Antipsychotics in older people are also often in focus. María Carmen González López, a doctor of Pharmacy who works in the primary care network of the Almería health district, studied its use and concluded that in the vast majority of cases it was not correct. “We saw that more than 80% of the patients received inadequate doses and that 75% continued the treatment for more than six months. The clinical guidelines say that they should be taken in lower doses and for shorter periods of time. They are drugs that have serious side effects, including death and strokes, ”she argues.

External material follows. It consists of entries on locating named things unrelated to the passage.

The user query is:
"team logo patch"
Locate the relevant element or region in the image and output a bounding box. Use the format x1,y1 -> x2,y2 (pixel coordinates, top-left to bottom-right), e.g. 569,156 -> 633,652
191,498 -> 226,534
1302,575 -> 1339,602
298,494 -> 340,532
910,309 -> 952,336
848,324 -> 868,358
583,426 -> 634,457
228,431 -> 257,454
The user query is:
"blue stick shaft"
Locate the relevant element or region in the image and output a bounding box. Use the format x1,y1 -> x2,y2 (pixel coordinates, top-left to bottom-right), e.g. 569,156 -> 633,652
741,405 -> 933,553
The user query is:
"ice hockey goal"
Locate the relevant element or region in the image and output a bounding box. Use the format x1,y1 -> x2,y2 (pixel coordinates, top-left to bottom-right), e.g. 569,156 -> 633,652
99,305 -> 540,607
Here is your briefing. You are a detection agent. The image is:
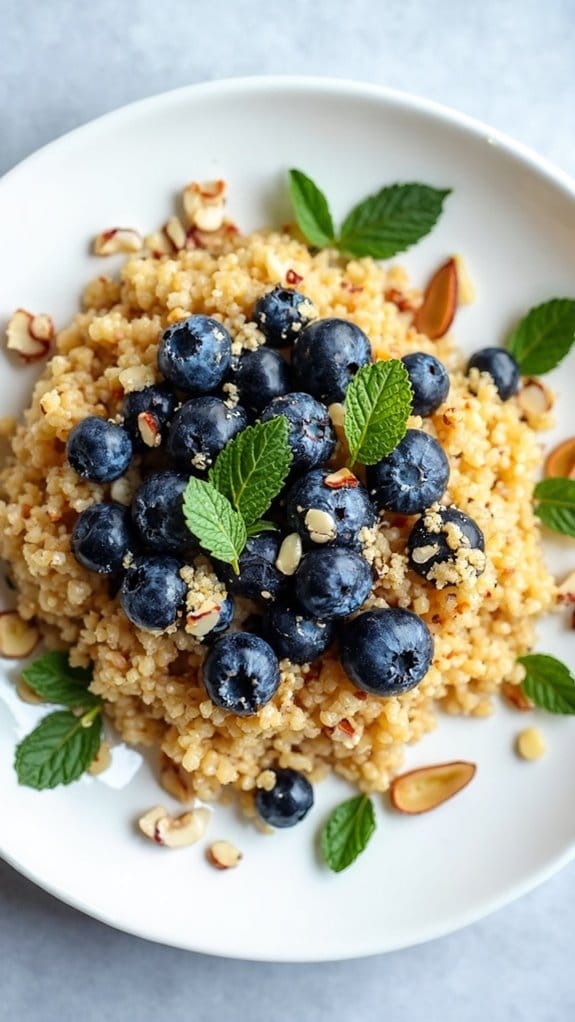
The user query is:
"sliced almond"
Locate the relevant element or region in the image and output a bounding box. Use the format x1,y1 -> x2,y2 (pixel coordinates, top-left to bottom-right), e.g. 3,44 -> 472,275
6,309 -> 54,362
94,227 -> 144,256
0,610 -> 40,660
389,760 -> 477,815
324,468 -> 360,490
501,682 -> 533,713
414,259 -> 458,340
543,436 -> 575,479
206,841 -> 243,870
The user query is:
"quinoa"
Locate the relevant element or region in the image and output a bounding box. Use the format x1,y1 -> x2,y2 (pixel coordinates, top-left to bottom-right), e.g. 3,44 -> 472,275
0,232 -> 555,812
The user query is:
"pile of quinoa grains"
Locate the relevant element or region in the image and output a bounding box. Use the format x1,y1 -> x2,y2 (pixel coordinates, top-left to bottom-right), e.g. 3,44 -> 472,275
0,171 -> 575,869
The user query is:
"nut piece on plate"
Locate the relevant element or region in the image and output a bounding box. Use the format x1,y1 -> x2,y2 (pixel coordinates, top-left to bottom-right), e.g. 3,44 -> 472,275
206,841 -> 242,870
183,180 -> 228,233
6,309 -> 54,362
544,436 -> 575,479
0,610 -> 40,660
414,259 -> 459,340
389,760 -> 477,815
516,728 -> 546,760
94,227 -> 144,256
501,682 -> 534,713
138,805 -> 210,848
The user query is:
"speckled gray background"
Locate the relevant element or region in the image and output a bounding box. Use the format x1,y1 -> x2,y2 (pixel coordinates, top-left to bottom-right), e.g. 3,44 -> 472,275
0,0 -> 575,1022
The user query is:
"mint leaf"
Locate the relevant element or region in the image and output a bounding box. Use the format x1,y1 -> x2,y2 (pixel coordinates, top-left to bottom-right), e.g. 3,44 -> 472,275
321,795 -> 376,873
337,183 -> 450,259
22,651 -> 100,707
518,653 -> 575,713
289,169 -> 335,248
343,359 -> 412,465
208,415 -> 292,525
14,706 -> 102,791
533,477 -> 575,537
184,476 -> 247,573
508,298 -> 575,376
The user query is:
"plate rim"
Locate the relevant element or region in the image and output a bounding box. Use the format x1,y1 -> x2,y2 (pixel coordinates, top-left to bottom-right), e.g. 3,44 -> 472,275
0,75 -> 575,964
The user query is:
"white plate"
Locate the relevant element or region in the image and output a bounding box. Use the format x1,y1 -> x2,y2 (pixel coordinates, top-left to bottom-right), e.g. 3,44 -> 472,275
0,79 -> 575,961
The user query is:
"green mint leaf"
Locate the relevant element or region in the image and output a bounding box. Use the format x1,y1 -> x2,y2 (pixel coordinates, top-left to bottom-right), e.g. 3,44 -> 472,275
14,706 -> 102,791
343,359 -> 412,465
184,476 -> 247,573
337,183 -> 450,259
508,298 -> 575,376
321,795 -> 376,873
289,169 -> 335,248
246,518 -> 279,540
533,477 -> 575,537
208,415 -> 292,525
22,651 -> 100,706
518,653 -> 575,713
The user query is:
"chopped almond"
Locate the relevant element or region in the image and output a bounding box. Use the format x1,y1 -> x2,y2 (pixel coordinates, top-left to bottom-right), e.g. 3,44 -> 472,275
390,760 -> 477,815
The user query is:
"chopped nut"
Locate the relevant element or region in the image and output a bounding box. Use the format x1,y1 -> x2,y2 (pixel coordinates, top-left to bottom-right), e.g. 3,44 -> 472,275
138,412 -> 161,447
303,508 -> 337,543
516,728 -> 546,760
206,841 -> 242,870
276,532 -> 303,575
324,468 -> 360,490
0,610 -> 40,660
183,180 -> 228,233
389,760 -> 477,815
94,227 -> 144,256
138,805 -> 210,848
501,682 -> 533,713
544,436 -> 575,479
117,366 -> 155,393
88,742 -> 111,777
414,259 -> 458,340
6,309 -> 54,362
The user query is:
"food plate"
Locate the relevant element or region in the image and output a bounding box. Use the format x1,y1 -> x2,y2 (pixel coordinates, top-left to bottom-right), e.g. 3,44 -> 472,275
0,79 -> 575,961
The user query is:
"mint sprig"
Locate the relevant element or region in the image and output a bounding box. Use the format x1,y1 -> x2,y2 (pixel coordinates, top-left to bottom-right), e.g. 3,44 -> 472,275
508,298 -> 575,376
208,415 -> 292,531
320,795 -> 377,873
533,476 -> 575,538
518,653 -> 575,714
289,169 -> 450,259
343,359 -> 413,466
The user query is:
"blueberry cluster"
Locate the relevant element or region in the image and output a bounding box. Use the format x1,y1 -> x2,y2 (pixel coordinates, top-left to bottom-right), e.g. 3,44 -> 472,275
67,287 -> 494,826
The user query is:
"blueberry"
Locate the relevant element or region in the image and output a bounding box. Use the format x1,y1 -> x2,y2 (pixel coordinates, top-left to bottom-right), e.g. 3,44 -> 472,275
291,319 -> 372,405
66,415 -> 132,482
132,471 -> 197,554
341,608 -> 433,696
253,286 -> 316,347
167,397 -> 247,472
401,352 -> 449,415
123,384 -> 178,451
71,504 -> 135,574
261,391 -> 336,472
255,768 -> 314,828
294,547 -> 372,620
408,507 -> 485,588
218,532 -> 286,600
286,468 -> 376,547
119,557 -> 187,632
262,600 -> 335,663
231,346 -> 291,414
367,429 -> 449,514
467,347 -> 520,401
202,632 -> 280,716
157,316 -> 232,394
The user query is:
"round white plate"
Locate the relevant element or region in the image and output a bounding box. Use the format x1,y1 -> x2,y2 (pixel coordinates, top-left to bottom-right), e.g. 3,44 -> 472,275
0,79 -> 575,961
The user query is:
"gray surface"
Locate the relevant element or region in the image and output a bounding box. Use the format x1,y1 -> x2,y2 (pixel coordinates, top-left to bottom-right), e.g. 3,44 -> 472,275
0,0 -> 575,1022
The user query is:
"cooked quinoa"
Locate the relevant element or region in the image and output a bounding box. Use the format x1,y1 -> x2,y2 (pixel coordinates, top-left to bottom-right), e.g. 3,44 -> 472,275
0,232 -> 554,811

There are several reasons that experts believe contribute to overmedication. “This often highlights system gaps or unmet patient needs. With antipsychotics, treatments are prolonged for fear of episodes of agitation in patients with dementia, but often the family does not have the services they need within their reach. We also see patients who take anti-inflammatories inappropriately, who would need a gradual reduction in opioid doses or who take proton pump inhibitors [como el omeprazol] chronically when not needed. All this requires time, listening to the patient and establishing a relationship of trust with him. But then you find that you have to serve 45 people in one morning”, laments Mara Sempere.
José Ignacio de Juan also points to cultural and social reasons: “There is a pressure and tendency to think that the doctor’s response is more complete if it includes a drug, that more is better and that this way a problem is solved more quickly than Sometimes it requires other solutions or a different way of dealing with it.” The doctors consulted agree on the need to “strengthen and value the role of nursing, since the doctor is the one who prescribes and deprescribes, but nursing has an essential role in patient follow-up.”

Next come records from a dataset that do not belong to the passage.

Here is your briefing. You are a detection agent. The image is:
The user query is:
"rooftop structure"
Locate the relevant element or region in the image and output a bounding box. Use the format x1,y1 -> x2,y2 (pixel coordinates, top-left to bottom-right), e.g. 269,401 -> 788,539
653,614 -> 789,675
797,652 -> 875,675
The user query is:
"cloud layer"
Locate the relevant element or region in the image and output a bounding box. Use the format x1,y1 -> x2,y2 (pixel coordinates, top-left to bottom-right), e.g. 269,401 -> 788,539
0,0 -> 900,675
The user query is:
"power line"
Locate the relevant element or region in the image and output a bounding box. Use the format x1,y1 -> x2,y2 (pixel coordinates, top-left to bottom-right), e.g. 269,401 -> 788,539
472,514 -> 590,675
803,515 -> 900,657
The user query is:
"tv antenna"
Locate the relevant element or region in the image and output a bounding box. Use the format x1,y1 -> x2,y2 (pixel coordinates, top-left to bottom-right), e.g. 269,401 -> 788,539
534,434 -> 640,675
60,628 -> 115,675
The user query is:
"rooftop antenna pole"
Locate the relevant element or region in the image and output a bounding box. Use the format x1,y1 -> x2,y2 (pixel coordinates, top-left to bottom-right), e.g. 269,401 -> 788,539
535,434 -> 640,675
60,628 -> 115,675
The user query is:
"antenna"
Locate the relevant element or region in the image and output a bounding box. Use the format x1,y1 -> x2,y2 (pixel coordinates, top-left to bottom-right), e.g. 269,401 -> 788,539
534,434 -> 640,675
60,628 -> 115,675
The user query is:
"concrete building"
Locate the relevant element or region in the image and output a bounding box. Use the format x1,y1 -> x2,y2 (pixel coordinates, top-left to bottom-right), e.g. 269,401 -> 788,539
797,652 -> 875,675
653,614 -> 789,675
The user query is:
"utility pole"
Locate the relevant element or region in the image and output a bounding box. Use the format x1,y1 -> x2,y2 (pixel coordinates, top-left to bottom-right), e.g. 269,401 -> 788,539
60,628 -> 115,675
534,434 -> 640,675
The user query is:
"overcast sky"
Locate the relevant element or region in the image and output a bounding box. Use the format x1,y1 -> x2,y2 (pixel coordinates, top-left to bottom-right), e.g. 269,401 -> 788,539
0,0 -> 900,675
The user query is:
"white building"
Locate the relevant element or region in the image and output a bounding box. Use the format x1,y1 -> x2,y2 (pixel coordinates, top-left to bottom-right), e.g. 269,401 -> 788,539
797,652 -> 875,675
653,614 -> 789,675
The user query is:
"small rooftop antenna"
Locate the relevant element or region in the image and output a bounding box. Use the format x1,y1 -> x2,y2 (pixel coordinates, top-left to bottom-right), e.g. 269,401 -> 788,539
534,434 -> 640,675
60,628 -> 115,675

The deprescription process requires a joint effort by the primary care teams that involves the patient. “Although sometimes they are the ones who take the initiative, it is more frequent that they have some reluctance when the doctor proposes it. They think that they are doing well and why stop taking it, to see if what you want is to save at their expense. This is why trust is important and having time to explain the reasons, the risks of taking an unnecessary medication and the benefits of stopping doing it, “adds De Juan.

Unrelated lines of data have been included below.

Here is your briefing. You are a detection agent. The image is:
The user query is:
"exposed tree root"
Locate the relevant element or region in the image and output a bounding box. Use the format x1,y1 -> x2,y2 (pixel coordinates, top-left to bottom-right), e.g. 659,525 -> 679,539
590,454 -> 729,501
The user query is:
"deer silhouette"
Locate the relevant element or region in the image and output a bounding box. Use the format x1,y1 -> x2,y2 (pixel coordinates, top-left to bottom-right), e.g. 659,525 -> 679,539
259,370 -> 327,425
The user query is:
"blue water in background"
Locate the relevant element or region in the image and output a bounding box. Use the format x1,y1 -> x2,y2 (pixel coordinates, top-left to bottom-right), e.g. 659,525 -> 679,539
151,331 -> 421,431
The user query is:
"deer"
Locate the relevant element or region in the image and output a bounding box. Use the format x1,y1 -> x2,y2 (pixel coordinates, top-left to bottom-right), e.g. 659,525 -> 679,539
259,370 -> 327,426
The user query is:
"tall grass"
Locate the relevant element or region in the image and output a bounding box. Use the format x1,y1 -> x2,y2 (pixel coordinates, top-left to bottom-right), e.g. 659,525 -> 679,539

“If you inform the patient, justify the decision and address their doubts, the patient usually reacts very well. Deprescription is a joint process that gives good results and ends up being a source of satisfaction for him, his family and the entire primary care team”, says Natalia López Pareja. Maria Lluïsa Soto looks at her and nods her head from the other side of the table. “He has been my doctor for almost 20 years. In this time many things have happened and she has always been here. I know that she cares about my health”, she concludes with a smile.